Let’s back up a second. There are a few decisions that, in hindsight, created this postseason. The first is Tom Brady choosing Tampa Bay in 2020 over his only other contract offer, the Los Angeles Chargers (think about that butterfly effect). The second happened at the 2017 combine, when then-Chiefs general manager John Dorsey sought out then-Bills general manager Doug Whaley and said, “Hey, keep us in mind if you want to move down.” According to The Athletic, this was the first step toward the Chiefs and Bills swapping picks in that year’s draft, which kept Mahomes out of any number of other places. Saints coach Sean Payton, picking 11th, loved him. So, too, did Bills owner Terry Pegula. But the trade allowed the Bills to kick their quarterback problem down the road and allowed Kansas City to trade up 17 spots to no. 10 (the Bills eventually took future Pro Bowl selection Tre’Davious White with the pick they received from the Chiefs in 2017, and in 2018 picked Allen and Tremaine Edmunds in the first round).

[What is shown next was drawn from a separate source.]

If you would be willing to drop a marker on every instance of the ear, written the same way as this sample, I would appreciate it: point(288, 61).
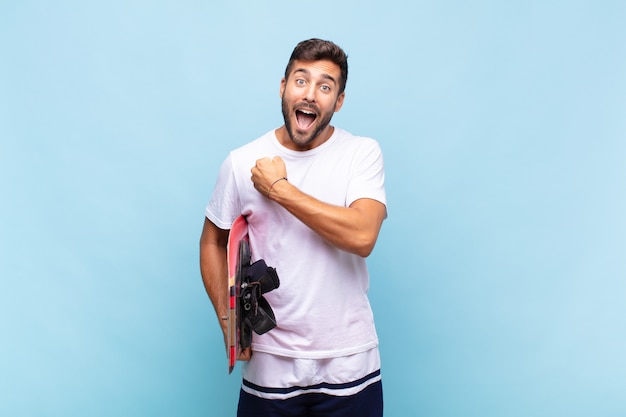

You can play out this scenario with almost anything: Would these playoffs be different, for instance, if Andrew Luck had left Stanford a year earlier and played for the Panthers? Is there anything in this generation with as many tentacles as John Lynch sacking Drew Brees in December 2005, causing Brees to tear his labrum and subsequently fail his physical with the Dolphins, which eventually led Nick Saban back to the college ranks to build a dynasty at Alabama and started the Saints on a run of NFC success? Let’s not get too deep down the rabbit hole. The point here is that the stories of Josh Allen and Patrick Mahomes will always be linked. The Bills’ pick gave Kansas City its franchise savior, and the extra year allowed the Bills to build a culture (and make the playoffs!) before getting Allen in the draft the following year. Both franchises ended up exactly where they belong.

The reason these decisions were such a big inflection point is that you simply cannot imagine Mahomes or Allen in any other spot. You need Mahomes with Andy Reid, throwing to Travis Kelce and Tyreek Hill behind a much-improved line that keeps him healthy. You need Allen in Buffalo, with offensive coordinator Brian Daboll’s help and with a good line and weapons to utilize. Most importantly, you need Bills Mafia to be online to defend Allen when he has a misstep (this is a good thing!). You cannot imagine either player without those things and thank goodness we don’t have to try. Both were drafted by teams who deeply believed in them and built an apparatus that is perfect for them to thrive in. The end result is what should be an AFC epic.


There’s a legendary rugby manager named Eddie Jones whose interviews I happened upon during the offseason. He said his ultimate aim—what keeps him going—is the perfect game. Now, the thing about the perfect game in rugby, as in football, is that there’s not exactly a standard definition. This isn’t baseball. Instead, it’s controlling everything—making all the right moves at all the right times. “Imagine going out there and you’re impossible to play against—impossible,” Jones told the High Performance podcast, in one such interview.

That’s a bit of a moving target, but that’s probably the definition in football too. This thought popped into my head watching the Bills-Patriots game last week when the Bills, statistically, played what seemed to be the perfect game. No team in the history of football had ever gone an entire game without punting, kicking a field goal, or having a turnover. There are problems with the idea that it was perfect. The Bills didn’t hold the Patriots scoreless, but when you consider that Bill Belichick is the best coach of all time and that the Patriots were a genuinely good team with a lot of defensive talent, then, yes, it seemed perfect. Add in a wild Buffalo crowd in near-zero temperatures and this was a football party. Allen completed all 10 of his attempts that went 10-plus yards downfield.

I’ve been thinking about this because the only other quarterback capable of such a thing left in the AFC is probably Mahomes. And although I don’t think either quarterback will be perfect exactly, I do think both can get close to it. What happens if they do it at the same time? OK, forget everything I said, that would be Manning-Brady stuff.